Last, in contrast with other instances where predictions from developed models cannot be readily calculated by clinicians or researchers, we have implemented a user-friendly web interface for our approach. We trust this will help further disseminate, replicate, or refine our findings. We purposely chose to emphasize uncertainty for the individualized treatment effects by providing all metrics along with their 95% CI. We believe that as decision tools have not been evaluated in controlled settings, clinical judgment should however prevail.

Implications for future research

Precision medicine is an active field of research with limited clinical applications so far [28]. Data-driven decision support tools have been made available in cardiology [29], while in critical care HTE were documented for crystalloid fluids [30] or ventilation strategies [31], In fact, as negative trial findings are widespread, disentangling HTE were judged a research priority in critical care [32]. The identification of HTE may also inform the design of adaptive trials [33]. For instance, enrichment trials recruiting only the patients most likely to benefit from an early RRT initiation strategy could yield larger treatment effect sizes [34].

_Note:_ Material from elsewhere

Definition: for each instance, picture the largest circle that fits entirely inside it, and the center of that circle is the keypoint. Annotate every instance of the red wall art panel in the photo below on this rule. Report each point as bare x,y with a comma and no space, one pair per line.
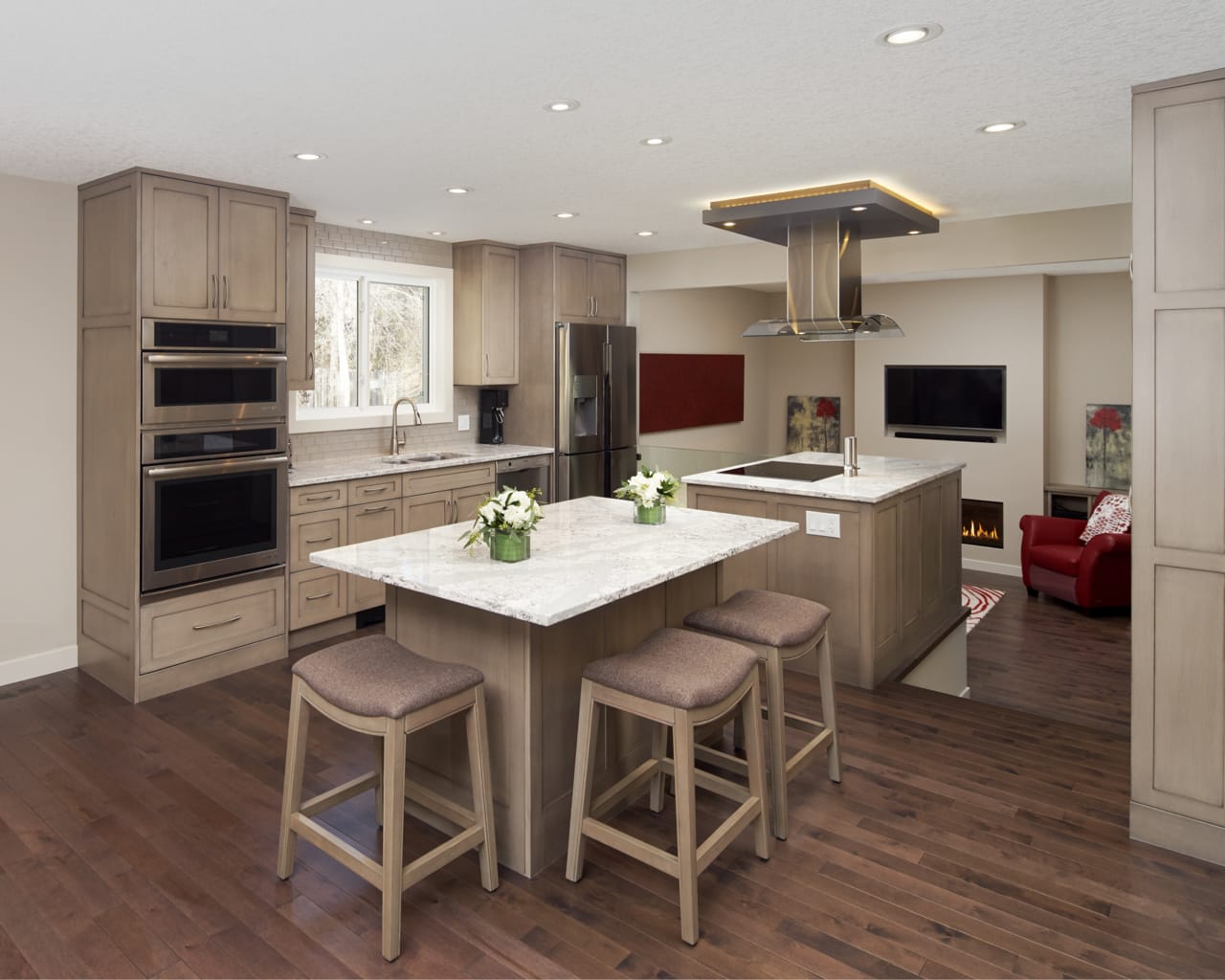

We believe the risk-modelling methodology presented in our study is transportable to treatments as diverse as corticosteroids for sepsis [35], proton pump inhibitors for gastrointestinal bleeding prevention [36], or extracorporeal membrane oxygenation for acute respiratory distress syndrome [37].

As for RRT initiation strategies, our findings will require further replication using other data sources and methodologies. The way in which this can happen is twofold. First, as in the present study, researchers can consider the static case of an early vs delayed strategy of RRT initiation and use either other RCT data or observational data coupled with robust statistical methods. Second, researchers may also account for the fundamentally dynamic nature of the question. On the one hand, AKI staging systems inaccurately reflect the timing of the underlying pathology [38]; on the other hand definition of the criteria mandating RRT initiation under a delayed strategy ought to be refined [39, 40]. While the latter problem can be addressed with advanced causal inference techniques [41], the former can be tackled through cutting-edge pathophysiological studies. These two approaches are, in our view, complementary and we believe researchers should strive to dig from both ends.

In this secondary analysis of the AKIKI and IDEAL-ICU trials, we have provided proof-of-concept for the HTE of early vs delayed strategy across levels of baseline risk of RRT initiation within 48 h after a delayed strategy. Though consistent between the two trials, our results will require replication and refinement before they can be implemented in practice. We believe that the risk-modelling methodology we described can help move the precision medicine agenda forward as it may be applicable to a wide variety of treatments in critical care.